We do have in-built support for response validation using a HASH digital signature. Refer to the section 7.1 in the WPF integration documentation. This is usually an optional feature. Please contact us or create a ticket here to get it enabled for your channels.
The parameter HASH contains a generated SHA-1 hash of the following response parameters:
- PAYMENT.CODE
- IDENTIFICATION.TRANSACTIONID
- IDENTIFICATION.UNIQUEID
- CLEARING.AMOUNT
- CLEARING.CURRENCY
- PROCESSING.RISK_SCORE
- TRANSACTION.MODE
- PROCESSING.RETURN.CODE
- PROCESSING.REASON.CODE
- PROCESSING.STATUS.CODE
- and the “secret” generated while the Merchant Account was setup and only the merchant knows this
To guarantee the integrity of the response parameters and to make sure they have not been manipulated you have to regenerate the SHA-1 hash value and compare it with the received HASH.

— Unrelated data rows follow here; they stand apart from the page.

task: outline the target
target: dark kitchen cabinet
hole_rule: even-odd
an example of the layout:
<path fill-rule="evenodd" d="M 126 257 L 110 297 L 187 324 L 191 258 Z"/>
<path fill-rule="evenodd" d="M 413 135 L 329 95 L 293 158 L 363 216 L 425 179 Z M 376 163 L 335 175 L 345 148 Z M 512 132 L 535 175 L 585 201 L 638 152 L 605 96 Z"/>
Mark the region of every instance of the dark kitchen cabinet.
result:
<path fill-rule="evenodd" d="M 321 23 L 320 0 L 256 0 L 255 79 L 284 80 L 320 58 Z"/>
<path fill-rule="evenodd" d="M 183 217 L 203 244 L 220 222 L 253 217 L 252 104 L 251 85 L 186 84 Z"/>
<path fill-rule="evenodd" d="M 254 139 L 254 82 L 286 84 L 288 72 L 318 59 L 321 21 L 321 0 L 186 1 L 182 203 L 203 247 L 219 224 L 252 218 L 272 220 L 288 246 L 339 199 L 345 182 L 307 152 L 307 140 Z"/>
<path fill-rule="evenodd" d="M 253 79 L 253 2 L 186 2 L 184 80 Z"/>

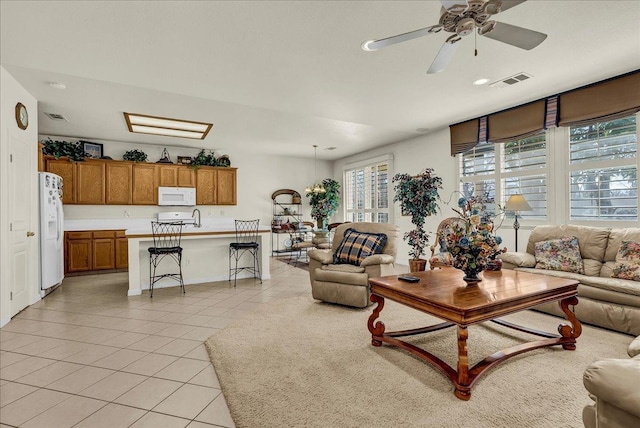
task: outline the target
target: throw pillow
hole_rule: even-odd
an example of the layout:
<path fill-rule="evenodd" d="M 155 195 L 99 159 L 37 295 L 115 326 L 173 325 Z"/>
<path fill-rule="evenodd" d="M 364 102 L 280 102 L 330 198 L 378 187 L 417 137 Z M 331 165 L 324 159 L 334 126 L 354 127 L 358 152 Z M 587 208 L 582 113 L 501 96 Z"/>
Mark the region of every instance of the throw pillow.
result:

The String to generate the hash is built like this:
PAYMENT.CODE + "|" + IDENTIFICATION.TRANSACTIONID + "|" + IDENTIFICATION.UNIQUEID + "|" + CLEARING.AMOUNT + "|" + CLEARING.CURRENCY + "|" + PROCESSING.RISK_SCORE + "|" + TRANSACTION.MODE + "|" + PROCESSING.RETURN.CODE + "|" + PROCESSING.REASON.CODE + "|" + PROCESSING.STATUS.CODE + "|" + secret
For the sample response above the String looks like this (sample secret is “abcd1234”):
“CC.DB|MerchantAssignedID|402880e5faf35d0700faf35d0cec0002|000.100.110|298.00|EUR||INTEGRATOR_TEST|90|00|abcd1234”
Note: If one of the parameters above is not part of the response message (in the example this is PROCESSING.RISK_SCORE), you have to set an empty string instead.
For this string a SHA-1 hash needs to be generated and compared with the received HASH.
In case your hash and the received HASH parameter are not the same you can assume that the response parameters were manipulated.